Jay Keasling, a leading authority and pioneer on synthetic biology who has engineered microbial "factories" to manufacture an affordable version of a frontline antimalarial drug and biofuel substitutes for gasoline, diesel and jet fuel, has won a 2012 Heinz Award, which is presented by the Heinz Family Foundation and carries with it a cash prize of $250,000.
Among his multiple titles, Keasling is the Associate Laboratory Director for Biosciences at the U.S. Department of Energy's Lawrence Berkeley National Laboratory (Berkeley Lab), CEO for DOE's Joint BioEnergy Institute (JBEI), the Hubbard Howe Jr. Distinguished Professor of Biochemical Engineering at the University of California (UC) Berkeley, and director of the Synthetic Biology Engineering Research Center (SynBERC).
"Dr.
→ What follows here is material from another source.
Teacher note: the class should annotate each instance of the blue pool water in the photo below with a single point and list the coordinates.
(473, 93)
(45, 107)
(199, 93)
Keasling is a pioneer in a field few people even know exists but that has profound implications for the future of medicine, chemistry and energy, and for the future of our planet," said Teresa Heinz, who chairs the Heinz Family Foundation, in announcing the award. "Dr. Keasling's research is revealing how we can use natural systems to produce cheaper, more environmentally-friendly compounds for everything from anti-malarial drugs to biofuels. His work, and the deep human compassion that drives it, is proof that we really can invent our way to a more sustainable future."
This year marks the 18th annual presentation of the Heinz Awards which are intended to honor outstanding individuals who have made significant contributions in five areas: Arts and Humanities; Environment; Human Condition; Public Policy; and Technology, the Economy and Employment. The awards were established by Teresa Heinz in 1993 to honor the memory of her late husband, U.S. Senator John Heinz. In addition to the monetary award, recipients are presented with a medallion. The 2012 Heinz Awards will be presented at a ceremony in Pittsburgh, Pennsylvania on October 11.